POLITIQUE & INSTITUTIONS — Politique

Débat à la Chambre

30 jours de congés légaux ne seraient «pas la solution»



frontaliers_conges.jpeg

Les salariés qui ne bénéficient pas de contrats collectifs de travail ont actuellement droit à 25 jours de congés payés par an. (Photo: Etienne Delorme / archives paperJam)

Plutôt que d’augmenter les congés légaux dans le secteur privé de 25 à 30 jours, la majorité des députés et le gouvernement veulent plus de «souveraineté du temps» pour les salariés. Un débat est prévu en octobre.

Les 41% des salariés du secteur privé qui ne bénéficient pas d’un contrat collectif de travail devront compter sur eux-mêmes s’ils veulent plus de congés. Lors du débat sur la pétition qui demande une augmentation de 25 à 30 jours de congés légaux ce lundi matin, le ministre du Travail, le socialiste Nicolas Schmit, et la majorité des députés ont estimé qu’augmenter le congé légal ne résoudrait pas les problèmes évoqués par les auteurs de la pétition qui a récolté plus de 10.000 signatures.

Ces derniers, Denny Kanizsa et Tom Mehlen, ont évoqué «le stress» et «le phénomène des maladies psycho-sociales», les difficultés de certains ménages à joindre les deux bouts à la fin du mois, le nombre d’heures que passent les frontaliers dans les transports, ainsi que les problèmes de certains salariés à organiser une vie familiale. Outre un progrès social comme il n’y en a plus eu depuis 40 ans, donner cinq jours de congés supplémentaires permettrait aux salariés de «recharger leurs batteries».

Scepticisme

Pour répondre aux problèmes de dépression et de précarité, l'ancienne syndicaliste et députée socialiste Taina Bofferding a estimé qu’il faudrait plutôt compter sur la loi contre le harcèlement moral qui est en phase de préparation et réfléchir à une réforme du congé pour raison familiale. «Je ne sais pas si cinq jours de congés supplémentaires résoudront les problèmes», a estimé la députée socialiste, qui trouvait l’idée des auteurs tout de même «sympathique».

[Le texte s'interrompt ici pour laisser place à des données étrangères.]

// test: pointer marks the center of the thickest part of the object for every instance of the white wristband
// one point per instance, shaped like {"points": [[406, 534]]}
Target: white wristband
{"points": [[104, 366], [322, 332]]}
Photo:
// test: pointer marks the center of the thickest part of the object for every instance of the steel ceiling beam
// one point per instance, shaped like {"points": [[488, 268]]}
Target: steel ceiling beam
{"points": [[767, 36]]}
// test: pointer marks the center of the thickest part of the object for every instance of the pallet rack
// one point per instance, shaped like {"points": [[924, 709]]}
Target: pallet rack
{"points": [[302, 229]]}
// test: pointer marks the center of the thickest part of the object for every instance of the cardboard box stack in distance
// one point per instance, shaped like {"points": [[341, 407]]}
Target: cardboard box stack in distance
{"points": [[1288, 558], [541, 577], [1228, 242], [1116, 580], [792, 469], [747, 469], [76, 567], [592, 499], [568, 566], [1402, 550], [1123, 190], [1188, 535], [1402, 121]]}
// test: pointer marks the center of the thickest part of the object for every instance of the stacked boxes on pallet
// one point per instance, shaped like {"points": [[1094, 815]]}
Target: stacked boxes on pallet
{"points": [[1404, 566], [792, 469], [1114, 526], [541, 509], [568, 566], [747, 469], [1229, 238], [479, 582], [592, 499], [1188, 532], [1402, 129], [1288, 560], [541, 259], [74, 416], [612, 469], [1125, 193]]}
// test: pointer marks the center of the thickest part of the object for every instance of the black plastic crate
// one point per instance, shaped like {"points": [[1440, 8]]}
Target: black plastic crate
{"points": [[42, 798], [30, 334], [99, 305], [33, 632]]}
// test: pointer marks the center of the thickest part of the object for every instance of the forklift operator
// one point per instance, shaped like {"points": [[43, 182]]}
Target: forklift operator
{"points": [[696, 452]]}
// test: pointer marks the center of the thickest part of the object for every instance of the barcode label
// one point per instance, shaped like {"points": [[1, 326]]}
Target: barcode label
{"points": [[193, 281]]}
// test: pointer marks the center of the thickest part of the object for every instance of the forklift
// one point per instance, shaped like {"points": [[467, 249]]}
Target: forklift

L’ancien syndicaliste et député CSV Marc Spautz a quant à lui estimé que ces jours de congés supplémentaires ne simplifieraient pas l’organisation de la vie familiale. Son collègue de parti et ancien syndicaliste, le député Aly Kaes, s’est pour sa part interrogé sur le fait de savoir si à la place de la hausse des congés annuels, il ne faudrait pas discuter plus globalement du temps de travail au cours de la vie. Aly Kaes rappelait ainsi les conclusions d’une discussion en commission parlementaire il y a un mois sur la question.

La députée Josée Lorsché a pris la défense de son parti, déi Gréng, qui s’est fait critiquer par les auteurs de la pétition parce qu’en 1999 il avait formulé une proposition de loi pour augmenter le congé légal avant de changer d’avis, une fois entré au gouvernement. Josée Lorsché a expliqué que le monde du travail a depuis «bien changé» et la proposition de loi de l’époque ne serait plus adaptée.

Les CCT

Malgré le scepticisme des députés, sauf ceux de déi Lénk, les auteurs de la pétition ont insisté que le congé légal devrait être augmenté à 30 jours, étant donné que quatre salariés du privé sur dix n’ont pas de contrat collectif de travail.

Le ministre socialiste, qui «regrette» cette situation, a estimé qu’il faudrait créer des «incitations» pour que les entreprises et les salariés signent des contrats collectifs de travail. Nicolas Schmit n’a pas dit concrètement quels instruments il envisagerait, mais il a lancé le message aux patrons qu’imposer plus de stress aux employés partirait d’une réflexion à court terme, et mènerait souvent à davantage d’absentéisme.

Le ministre a annoncé qu’il présentera prochainement une analyse sur le paysage des contrats collectifs au Luxembourg.

La souveraineté

Le vrai problème serait, selon Nicolas Schmit, «le rythme et l’intensité du travail». Reconnaissant que «beaucoup de choses ne fonctionnent pas bien et [que] l’évolution n’est pas forcément positive», le ministre socialiste en a renvoyé à Jeremy Rifkin et la transposition de la troisième révolution industrielle qui est en cours.

Sans annoncer des mesures concrètes, sauf éventuellement le droit d'être inaccessible hors des heures de travail, il a déclaré que ces discussions «compliquées», qui visent à réorganiser le travail en rendant en partie «la souveraineté du temps du travail» aux salariés, «doivent s’intensifier».

Les auteurs de la pétition ont estimé que toutes autres pistes pour réduire le temps du travail n'exclueraient pas une augmentation des congés légaux. Pour conclure un débat qui doit, selon le ministre continuer, ils ont exprimé leur espoir «que ces travaux avancent concrètement».